What role can Australia play in global food security?

Although Australia accounts for less than three per cent of global food trade, we are among the net food exporting nations of the world. While the challenges around food security are considerable, there are significant opportunities for Australia to contribute to global solutions.

Australia’s strengths

  • Australia has key strengths that are highly relevant to building food security:

  • Australian agriculture has maintained its leading position by producing food on the driest inhabited continent, on low quality soils and in the face of continual climate variability.

  • We have built strong links and capabilities in delivering technological development to developing countries in our region.

  • We have a strong research and development (R&D) base and our agricultural R&D capability ranks among the best in the world.

  • We have developed a strong capability in climate change research including studies on impacts, adaptation and mitigation.

  • We have expertise in human health and nutrition research.

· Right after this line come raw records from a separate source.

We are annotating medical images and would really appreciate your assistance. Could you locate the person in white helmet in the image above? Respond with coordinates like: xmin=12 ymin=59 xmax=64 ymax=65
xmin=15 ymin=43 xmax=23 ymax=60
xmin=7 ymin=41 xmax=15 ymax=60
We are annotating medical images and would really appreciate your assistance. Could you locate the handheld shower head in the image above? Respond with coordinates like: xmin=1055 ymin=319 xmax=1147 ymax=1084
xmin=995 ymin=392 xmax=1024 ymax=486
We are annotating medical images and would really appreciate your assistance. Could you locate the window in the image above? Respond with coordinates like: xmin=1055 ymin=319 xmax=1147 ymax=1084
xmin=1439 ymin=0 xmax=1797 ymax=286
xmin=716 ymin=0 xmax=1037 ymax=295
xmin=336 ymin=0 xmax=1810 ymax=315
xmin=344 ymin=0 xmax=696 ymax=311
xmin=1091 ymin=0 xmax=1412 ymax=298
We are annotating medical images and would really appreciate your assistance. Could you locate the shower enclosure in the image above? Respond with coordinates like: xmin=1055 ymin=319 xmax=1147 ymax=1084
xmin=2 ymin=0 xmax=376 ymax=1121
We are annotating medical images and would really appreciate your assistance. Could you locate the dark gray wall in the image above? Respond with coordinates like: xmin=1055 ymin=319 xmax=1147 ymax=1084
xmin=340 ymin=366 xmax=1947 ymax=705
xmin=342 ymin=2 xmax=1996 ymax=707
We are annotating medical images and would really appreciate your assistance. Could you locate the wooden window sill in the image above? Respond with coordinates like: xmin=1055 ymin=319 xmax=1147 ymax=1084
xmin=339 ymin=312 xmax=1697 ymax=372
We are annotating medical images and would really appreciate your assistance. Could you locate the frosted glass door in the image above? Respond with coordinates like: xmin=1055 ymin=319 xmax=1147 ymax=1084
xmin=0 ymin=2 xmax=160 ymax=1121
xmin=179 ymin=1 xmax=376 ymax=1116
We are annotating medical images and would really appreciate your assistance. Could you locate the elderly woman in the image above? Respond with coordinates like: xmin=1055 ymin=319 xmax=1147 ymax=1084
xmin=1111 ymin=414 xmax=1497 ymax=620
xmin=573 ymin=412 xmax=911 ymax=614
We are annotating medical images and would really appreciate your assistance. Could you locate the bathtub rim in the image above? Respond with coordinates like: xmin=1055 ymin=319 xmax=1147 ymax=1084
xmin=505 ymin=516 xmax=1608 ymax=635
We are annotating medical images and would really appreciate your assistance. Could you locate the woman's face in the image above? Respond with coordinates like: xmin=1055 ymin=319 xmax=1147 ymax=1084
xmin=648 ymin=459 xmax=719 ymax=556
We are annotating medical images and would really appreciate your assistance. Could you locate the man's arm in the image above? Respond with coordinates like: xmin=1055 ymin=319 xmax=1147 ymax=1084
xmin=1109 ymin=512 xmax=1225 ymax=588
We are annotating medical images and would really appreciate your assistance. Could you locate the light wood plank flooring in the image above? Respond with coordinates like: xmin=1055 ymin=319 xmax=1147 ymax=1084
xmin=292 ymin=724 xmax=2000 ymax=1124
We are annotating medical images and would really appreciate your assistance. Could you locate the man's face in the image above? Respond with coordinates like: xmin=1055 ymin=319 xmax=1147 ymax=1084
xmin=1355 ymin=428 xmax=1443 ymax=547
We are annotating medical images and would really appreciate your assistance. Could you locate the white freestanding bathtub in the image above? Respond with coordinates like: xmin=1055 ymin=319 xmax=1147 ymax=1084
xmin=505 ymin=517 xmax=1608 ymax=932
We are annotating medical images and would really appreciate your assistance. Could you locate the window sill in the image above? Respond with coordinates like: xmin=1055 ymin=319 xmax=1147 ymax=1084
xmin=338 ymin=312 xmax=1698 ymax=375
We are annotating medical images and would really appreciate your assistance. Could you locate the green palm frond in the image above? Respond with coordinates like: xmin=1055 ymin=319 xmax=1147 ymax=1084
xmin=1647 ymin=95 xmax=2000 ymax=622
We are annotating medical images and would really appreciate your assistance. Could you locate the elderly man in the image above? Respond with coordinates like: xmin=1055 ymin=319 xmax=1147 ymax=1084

These strengths provide a solid foundation to catalyse transformation in the food value chain required to address food security issues. Advances can be made through a national and coordinated approach to food; by building human capacity; by investing in R&D and by inspiring awareness of the nutritional value of food at both the production and consumption levels.

Main messages

A national approach to food

Food production and processing is a fundamental part of Australia’s economy and the health and wellbeing of its citizens. Food, however, is not currently dealt with in a way which brings together food related policy, regulatory agencies and research organisations.

As food security continues to emerge as a challenge globally and domestically, there will be increasing demand for:

  • Efficiency in food production, processing and distribution and responsibility in purchasing and consumption to reduce wastage and minimise costs.

  • R&D and the delivery of innovations to underpin productivity growth in the food sector, to meet human health needs and bring improvements in food processing.

  • Flexibility and responsiveness in regulation to ensure rapid delivery of innovations to the food value chain.

Different policy, regulatory and program areas related to food should be brought together to ensure that government takes a consistent approach to food and food security.

A national approach would bring a high level of coordination, build a strategy for a resilient food value chain and emphasise the link between food and population health.